Lena schaute durch die Beifahrerscheibe nach draußen und fröstelte. Die Heizung lief auf Hochtouren, aber es wurde einfach nicht warm im Auto. Mit eiskalten Händen kramte sie in ihrer Manteltasche nach dem kleinen Tablettenblister, den sie am Morgen eingesteckt hatte. Dieses Sodbrennen würde sie noch umbringen. Sie hatte das Gefühl, ihr komplettes Innenleben würde in Flammen stehen. Heute war es wieder besonders schlimm. Sie zog die silberne Packung aus der Tasche, drückte eine der Tabletten heraus und steckte sie in den Mund. Von der Fahrerseite aus spürte sie Marks Blick auf sich ruhen. Gleich würde er nachfragen, was los sei, und dann würde er ihr zum zehnten Mal sagen, sie solle deswegen zum Arzt gehen. Wegen Sodbrennen. Er mochte ja wegen jeder Erkältung zum Doktor rennen, aber deshalb musste sie das noch lange nicht tun. Es gab einfach Dinge, die man auch ganz gut selber in den Griff bekam. Oder solche, die man schlichtweg ertragen musste.
»Was hast du?« Da war sie schon, die Frage.
»Nichts. Nur ein bisschen Sodbrennen.« Lena versuchte, so nebensächlich wie möglich zu klingen, um seinen Ratschlägen vielleicht diesmal zu entkommen.
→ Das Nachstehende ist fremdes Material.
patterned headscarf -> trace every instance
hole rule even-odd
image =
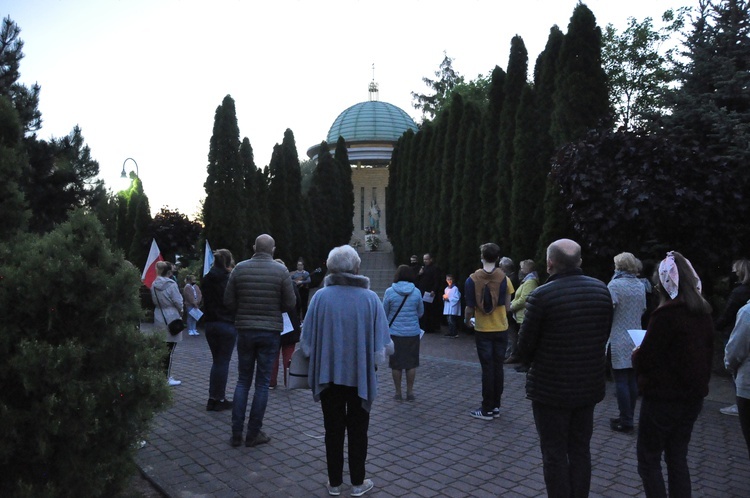
[[[685,261],[693,272],[693,275],[695,275],[695,280],[697,281],[696,288],[700,293],[702,291],[701,279],[695,272],[690,260],[685,258]],[[674,251],[669,251],[667,257],[659,263],[659,281],[670,298],[674,299],[677,297],[680,289],[680,272],[677,270],[677,264],[674,261]]]

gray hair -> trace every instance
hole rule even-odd
[[[500,264],[499,264],[499,266],[500,266],[500,268],[502,268],[502,270],[505,273],[512,273],[513,272],[513,268],[516,265],[513,264],[513,260],[512,259],[510,259],[507,256],[503,256],[502,258],[500,258]]]
[[[328,266],[329,273],[357,273],[361,262],[357,251],[346,244],[331,249],[331,252],[328,253],[326,266]]]

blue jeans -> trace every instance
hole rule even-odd
[[[661,472],[661,455],[667,464],[669,496],[691,495],[688,445],[703,399],[694,401],[661,401],[643,398],[638,421],[638,475],[647,498],[666,498],[667,490]]]
[[[263,427],[263,416],[268,404],[268,384],[271,382],[273,359],[279,354],[281,335],[267,330],[240,329],[237,331],[237,387],[234,388],[232,434],[242,434],[247,410],[247,394],[253,383],[255,393],[247,421],[246,439],[254,439]],[[257,364],[257,368],[256,368]]]
[[[561,407],[531,402],[549,498],[589,495],[594,406]]]
[[[208,398],[221,401],[226,397],[229,361],[237,343],[237,329],[227,322],[206,322],[206,342],[213,363],[208,380]]]
[[[505,373],[505,348],[508,347],[508,331],[474,332],[479,364],[482,365],[482,411],[491,412],[500,406],[503,395]]]
[[[632,368],[612,369],[617,392],[617,407],[620,409],[620,423],[626,427],[633,427],[635,403],[638,401],[638,383],[635,370]]]
[[[187,307],[187,311],[190,311],[191,309],[193,309],[192,306],[188,306]],[[190,313],[185,313],[185,314],[187,315],[187,329],[188,329],[188,332],[192,332],[194,330],[198,330],[198,320],[196,320],[195,318],[193,318],[193,315],[191,315]]]

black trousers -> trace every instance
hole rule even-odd
[[[661,455],[667,464],[669,496],[690,498],[688,445],[703,399],[662,401],[643,398],[638,419],[638,475],[647,498],[666,498]]]
[[[362,408],[357,388],[332,384],[320,393],[326,435],[328,482],[340,486],[344,477],[344,435],[349,437],[349,477],[352,486],[365,480],[367,430],[370,413]]]
[[[531,402],[549,498],[589,495],[594,406],[571,408]]]

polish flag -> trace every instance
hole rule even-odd
[[[153,285],[154,280],[156,280],[156,263],[159,261],[164,261],[164,258],[161,257],[161,251],[159,251],[159,246],[156,245],[156,239],[153,239],[151,241],[151,250],[148,251],[146,266],[143,268],[143,275],[141,275],[141,280],[143,280],[143,283],[149,289]]]
[[[208,240],[206,240],[206,254],[203,256],[203,276],[206,276],[206,273],[211,271],[211,266],[214,264],[214,252],[211,250],[211,246],[208,244]]]

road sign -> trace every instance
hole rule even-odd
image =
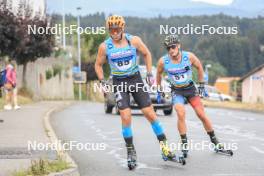
[[[253,80],[263,80],[264,79],[264,76],[262,76],[262,75],[253,75],[252,76],[252,79]]]
[[[208,72],[204,73],[204,82],[208,83],[209,81],[209,76],[208,76]]]
[[[72,72],[73,73],[80,73],[81,72],[80,67],[78,67],[78,66],[72,67]]]

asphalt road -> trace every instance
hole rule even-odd
[[[192,144],[208,144],[209,137],[190,106],[187,108],[188,137]],[[140,111],[133,111],[134,142],[138,167],[129,171],[126,149],[121,135],[120,117],[106,115],[103,104],[77,103],[54,114],[52,125],[64,141],[86,144],[87,149],[74,148],[69,153],[83,176],[116,175],[264,175],[264,114],[245,111],[206,108],[221,142],[237,148],[234,156],[216,154],[208,147],[192,149],[187,164],[165,162],[148,121]],[[158,111],[171,147],[179,142],[176,114],[163,116]],[[174,145],[173,145],[174,144]],[[180,152],[177,152],[180,153]]]

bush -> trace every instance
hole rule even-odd
[[[59,76],[61,77],[61,72],[62,72],[62,66],[59,64],[53,65],[53,76],[57,76],[59,74]]]
[[[53,76],[52,70],[48,69],[46,70],[46,80],[51,79]]]
[[[28,98],[33,98],[33,92],[32,90],[30,90],[29,88],[27,87],[21,87],[19,90],[18,90],[18,94],[23,96],[23,97],[28,97]]]

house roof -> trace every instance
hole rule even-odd
[[[244,79],[246,79],[250,75],[253,75],[257,71],[261,70],[262,68],[264,68],[264,64],[262,64],[262,65],[260,65],[260,66],[258,66],[256,68],[254,68],[253,70],[251,70],[250,72],[248,72],[246,75],[244,75],[243,77],[241,77],[240,81],[243,81]]]
[[[231,82],[238,80],[240,80],[240,77],[218,77],[215,82],[220,83],[220,82]]]

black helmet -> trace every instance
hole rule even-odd
[[[164,45],[166,46],[166,47],[168,47],[168,46],[171,46],[171,45],[173,45],[173,44],[178,44],[178,43],[180,43],[180,39],[179,39],[179,36],[178,35],[173,35],[173,34],[171,34],[171,35],[167,35],[166,37],[165,37],[165,40],[164,40]]]

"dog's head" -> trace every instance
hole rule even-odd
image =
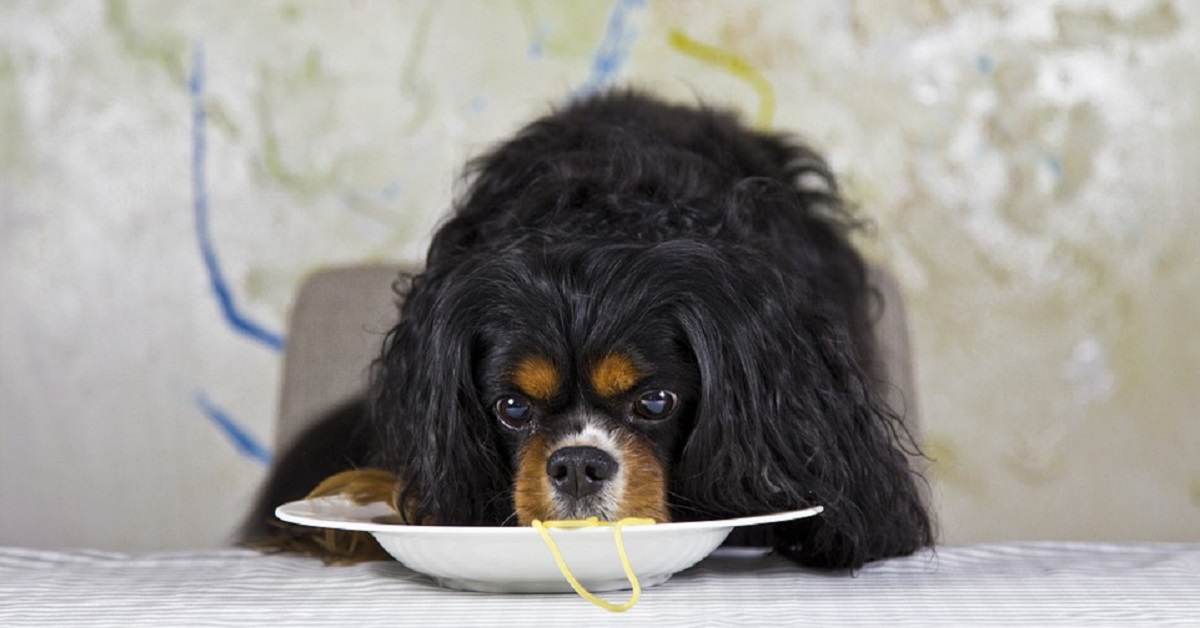
[[[887,536],[874,513],[923,517],[842,313],[761,255],[572,243],[417,277],[376,372],[398,503],[448,525],[820,503],[804,551],[852,553]]]
[[[689,248],[515,247],[417,279],[377,416],[423,515],[674,518],[703,393]]]
[[[703,389],[669,256],[571,246],[485,271],[471,359],[521,524],[672,518]]]

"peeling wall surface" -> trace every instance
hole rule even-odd
[[[943,542],[1200,540],[1200,3],[0,4],[0,543],[229,542],[286,316],[570,98],[824,151],[910,304]]]

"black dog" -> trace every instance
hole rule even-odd
[[[778,552],[853,568],[931,543],[911,439],[871,375],[856,223],[818,155],[621,92],[534,122],[469,174],[364,407],[284,457],[253,522],[374,466],[412,523],[820,504],[772,531]]]

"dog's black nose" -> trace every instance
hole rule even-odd
[[[563,447],[546,461],[550,483],[574,499],[596,493],[616,473],[617,461],[596,447]]]

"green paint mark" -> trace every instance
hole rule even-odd
[[[1183,26],[1183,19],[1171,0],[1159,0],[1132,15],[1087,7],[1061,8],[1054,17],[1061,40],[1073,45],[1111,42],[1114,37],[1165,39]]]
[[[540,58],[546,53],[546,37],[529,0],[517,0],[517,14],[521,16],[521,24],[525,27],[526,36],[529,37],[529,56],[535,59]]]
[[[225,137],[237,142],[242,137],[242,129],[234,121],[229,110],[218,101],[204,103],[205,116],[208,126],[218,130]]]
[[[310,48],[308,54],[304,55],[304,79],[315,83],[324,76],[325,70],[321,67],[321,51]]]
[[[951,474],[958,467],[958,454],[948,439],[930,435],[925,439],[924,449],[938,475]]]
[[[940,434],[928,434],[921,448],[930,460],[929,473],[939,481],[975,497],[982,497],[987,493],[986,484],[963,464],[958,455],[958,446],[949,438]]]
[[[311,56],[310,53],[309,58]],[[319,54],[317,56],[319,58]],[[320,62],[316,63],[319,65]],[[275,131],[274,120],[276,116],[272,107],[272,97],[277,91],[273,89],[276,85],[282,84],[286,92],[294,94],[303,84],[310,82],[307,80],[308,66],[309,64],[306,62],[305,67],[300,70],[298,75],[282,78],[277,78],[266,66],[260,68],[259,83],[263,87],[258,92],[256,103],[258,124],[261,129],[260,143],[262,145],[263,173],[269,179],[280,183],[288,190],[304,196],[311,196],[336,187],[337,166],[331,166],[324,172],[317,172],[302,171],[287,164],[284,159],[279,135]],[[317,83],[318,81],[314,80],[311,82]]]
[[[1189,487],[1188,495],[1192,498],[1192,505],[1200,508],[1200,476],[1192,478],[1192,485]]]
[[[279,8],[279,13],[283,15],[283,19],[287,22],[296,23],[300,20],[300,7],[295,3],[289,2]]]
[[[1057,158],[1057,200],[1075,198],[1084,184],[1091,180],[1095,156],[1108,137],[1103,116],[1091,103],[1075,105],[1067,112],[1067,137]]]
[[[608,2],[530,0],[519,0],[516,6],[529,35],[529,56],[534,59],[582,59],[593,55],[613,8]]]
[[[187,81],[187,41],[182,35],[139,29],[127,0],[109,0],[104,22],[130,56],[161,67],[181,85]]]
[[[408,94],[416,105],[416,114],[408,121],[405,134],[415,133],[434,111],[433,93],[428,84],[417,79],[421,60],[425,56],[425,48],[429,42],[429,25],[433,21],[433,7],[436,2],[426,4],[417,16],[417,25],[413,32],[412,43],[404,53],[404,65],[400,69],[401,92]]]

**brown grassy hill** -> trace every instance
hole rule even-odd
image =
Er arbeitete nun schon seit über fünf Jahren bei der Mordkommission mit ihr zusammen. So langsam müsste er wissen, dass er damit bei ihr auf Granit biss. Aber sie kannte ihren Partner schließlich auch seit dieser halben Ewigkeit und wusste, dass das nicht der Fall war.
»Du solltest dir wirklich mal überlegen, ob du dich nicht doch mal durchchecken lässt. Das geht doch schon länger so, oder nicht?«
»Es ist nur Sodbrennen.«
»Ja, aber auch nur Sodbrennen hat eine Ursache.«
Ich weiß, dachte sie und schaute aus dem Fenster. Sie durchquerten gerade das enge Straßengeflecht des Kieler Stadtteils Düsternbrook. Das Wummern der Reifen, die über das unebene Kopfsteinpflaster holperten, dröhnte ihr in den Ohren. Zum Glück tauchte in diesem Moment das Schild zum Niemannsweg auf. Mark setzte den Blinker und bog ab. Es war das typische Straßenbild, das sich durch dieses Viertel an der Förde der Stadt zog. Kopfsteinpflaster und großzügige, gepflegte Häuser. Einige davon konnte man getrost als Villen bezeichnen und ihre Bewohner als die gehobenere Schicht der Kieler, die sich neben ihren noblen Autos noch eine Haushaltshilfe gönnten. Von hier aus waren es nur wenige Meter zum Wasser und obwohl die Umgebung ruhig und im Sommer grün war, befand sie sich doch sehr nahe zur Innenstadt. Lena war nicht oft in dieser Gegend. Höchstens einmal auf einem ihrer Spaziergänge zur Kiellinie, bei denen sie meist auch einen kurzen Abstecher durch den wunderschönen Botanischen Garten machte, der gleich in der Nähe war.
»Welche Hausnummer?«, fragte Mark und blickte zu ihr herüber. Irgendwie sah er müde aus, stellte Lena fest. Und lustlos. Wenn sie seinen Gesichtsausdruck vorhin richtig gedeutet hatte, war er von diesem Extra-Einsatz alles andere als begeistert gewesen. Wie so oft hatte er nur ein Brummen verlauten lassen und war mit muffiger Miene mit ihr zum Wagen gestapft. Zwischen seinen dunklen Brauen verlief eine schmale Linie und zeigte seinen Unmut. Wenn sie es nicht besser wüsste, würde sie denken, dass er jeden Tag von Neuem überlegte, ob er überhaupt zur Arbeit erschien. Aber sie wusste auch, dass hinter seiner grimmigen und schroffen Art ein Polizist steckte, der seinen Job ernst nahm und dem viel daran lag, ihn gut zu machen.